Onyxia the Broodmother is actually good if you get to her and they opponent is out of big removals. Otherwise she's just filler.
Ysera the Dreamer is legitimately powerful and shouldn't be underestimated. She's a lot of ressources wrapped into a single card, meaning that any control deck that has space for her will probably run her until she gets outclassed.
Deathwing is just a better version of his former self, I won't even spell out his whole name, that's how boring he is.
Oh and btw Gadgetzan Auctioneer is still around, so have fun with that.
Regarding the rotating neutrals, only Sea Giant, Harrison Jones, Captain Greenskin and Twilight Drake really stick out. NOne of these cards are really essential for any deck so I doubt they'll be missed.
Only Questing Adventurer really stings for Rogue, but then again, those fuckers had it way too good for way too long.
Oh and rest in peace Silverback Patriarch. You carried the game for too long, it's time to rest.
So that's basically my take on the whole thing. Overall I'm pretty happy with how they decided to handle things even though there are some questionable choices (which may be explained once we see the rest of the expansions). In any case, if things go really wrong and cards just don't work like they're supposed to they can always nerf or buff them at will and won't have to worry about refunds.
Anyways, I did my thing, got it off my mind, now you get to sift through all this bullshit and tell me if I actually made sense at all.
I tried having fun once.
It was awful.
On the whole I agree with you, and frankly I welcome a major shake-up whichever way it goes.
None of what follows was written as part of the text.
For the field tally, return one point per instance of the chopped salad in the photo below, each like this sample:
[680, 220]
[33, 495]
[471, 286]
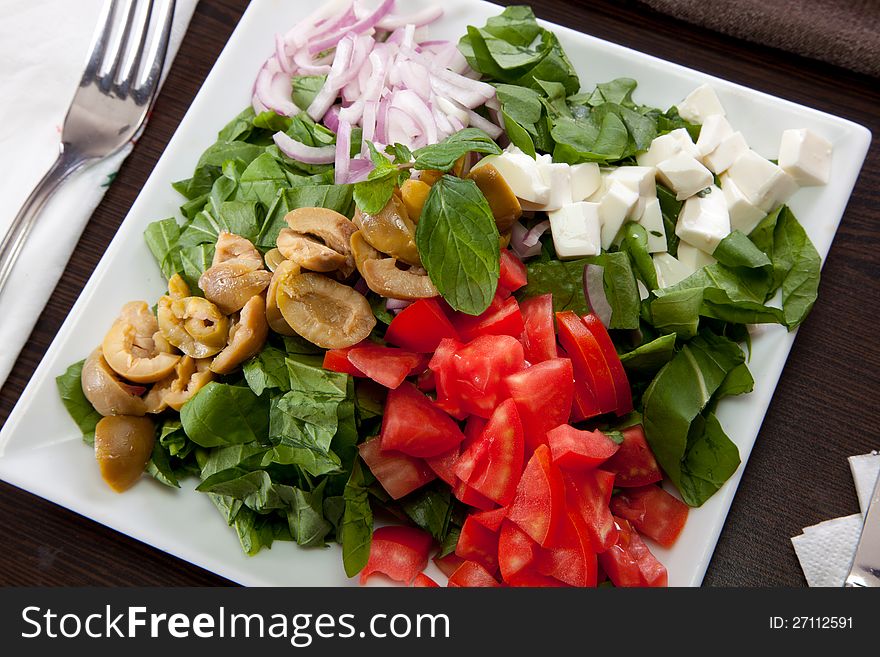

I play Wild and can mess around in Classic too, so there's really nothing much for me to miss.
I'm glad you discussed what was removed as well as what was changed/added, because that probably says more. A notable, yet easily missed feature was the complete removal of AoE from both druid and rogue. Granted, their options were weak to begin with, but I was surprised Blizz went as far as to give them absolutely nothing outside neutral.
On a related note, neutral card draw took a hit, which might weigh heavy on some of the classes whose own card draw didn't fare any better. It won't bother druid and rogue at least, so I guess it evens out.
Overall, we can be pretty sure the concept of class identity is alive and kicking in Hearthstone.